Enable Automatic Filesystem Backups#
This document covers how to enable automatic filesystem backups across the cloud providers we use.
export CLUSTER_NAME=<cluster-name>
AWS#
Attention
For AWS hubs running jupyterhub-home-nfs
only
To enable backups of home directories running on AWS EBS volumes, add the following line to the cluster’s terraform values file.
enable_nfs_backup = true
Ensure you are in the correct terraform workspace to apply the changes:
terraform workspace select $CLUSTER_NAME
Then apply the changes with:
terraform plan -var-file=projects/$CLUSTER_NAME.tfvars
terraform apply -var-file=projects/$CLUSTER_NAME.tfvars
GCP#
Backup Filestores#
Create relevant resources via terraform.
Our terraform configuration supports creating the relevant resources to support automatic filesystem backups, including: creating a GCP IAM Service Account with enough permissions to manage backups, binding that Service Account to a Kubernetes Service Account, and outputting the relevant annotation to use in helm chart config to make the relevant connections.
In
terraform/gcp/projects/<cluster-name>.tfvars
, add the following variable:enable_filestore_backups = true
Ensure you are in the correct terraform workspace to apply this change:
terraform workspace select $CLUSTER_NAME
Plan and apply the changes
terraform plan -var-file=projects/$CLUSTER_NAME.tfvars terraform apply -var-file=projects/$CLUSTER_NAME.tfvars
Enable the
gcpFilestoreBackups
chart in the cluster’s support values.In
config/clusters/<cluster-name>/support.values.yaml
, add the following config:gcpFilestoreBackups: enabled: true filestoreName: <filestore-name> project: <gcp-project> zone: <gcp-zone> serviceAccount: name: gcp-filestore-backups-sa annotations: iam.gke.io/gcp-service-account: <gcp-service-account-email>
where:
filestoreName
is the name of the filestore to be backed up (can be found from the Filestore Instances page in the GCP console)project
is the name of the GCP project in which the filestore existszone
is the GCP zone the filestore is deployed to and where the backups will be stored (e.g.us-central-b
)annotations
is the output from theterraform apply
command in the previous step. You can runterraform output gcp_filestore_backups_k8s_sa_annotations
to retrieve this.
Upgrade the support chart.
deployer deploy-support $CLUSTER_NAME
This will have successfully enabled automatic backups of GCP Filestores for this cluster.

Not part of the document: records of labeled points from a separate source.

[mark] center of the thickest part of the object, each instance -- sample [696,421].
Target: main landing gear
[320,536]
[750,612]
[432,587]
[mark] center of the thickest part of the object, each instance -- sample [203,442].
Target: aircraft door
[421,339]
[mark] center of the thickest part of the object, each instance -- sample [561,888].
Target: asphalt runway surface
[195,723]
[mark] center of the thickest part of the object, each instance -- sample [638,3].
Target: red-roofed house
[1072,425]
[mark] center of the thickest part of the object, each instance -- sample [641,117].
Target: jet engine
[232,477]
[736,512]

Verify successful backups of GCP Filestores#
We manually verify that backups are being successfully created and cleaned up on a regular schedule.
To verify that a backup has been recently created, and that no backups older than the retention period exist, we can use the following deployer command:
deployer verify-backups gcp <project-name> <region> <filestore-name>
where:
<project-name>
is the name of the GCP project the Filestore is located in<region>
is the GCP region the Filestore is located in, e.g.,us-central1
<filestore-name>
is the name of the Filestore instance
Backup persistent disks#
Backups of persistent disks are automatically enabled when defining a disk in .tfvars
file, such as:
persistent_disks = {
"staging" = {
size = 1
name_suffix = "staging"
}
}
Backups must be explicitly disabled by adding disable_nfs_backups = true
, like so:
persistent_disks = {
"staging" = {
size = 1
name_suffix = "staging"
disable_nfs_backups = true
}
}
By default, snapshots of the disk will be scheduled to be taken at 00:00 UTC
every day, and a maximum of 5 snapshots will be retained.
Warning
It is not currently possible to define a backup cadence other than daily
Jetstream2#
Currently, Jetstream2 does not provide any backup service for data and are recommending to keep any backups of the data offsite.
We recommend that users take regular backups of their data to a separate location as we cannot currently ensure a disaster recovery service for Jetstream2 data.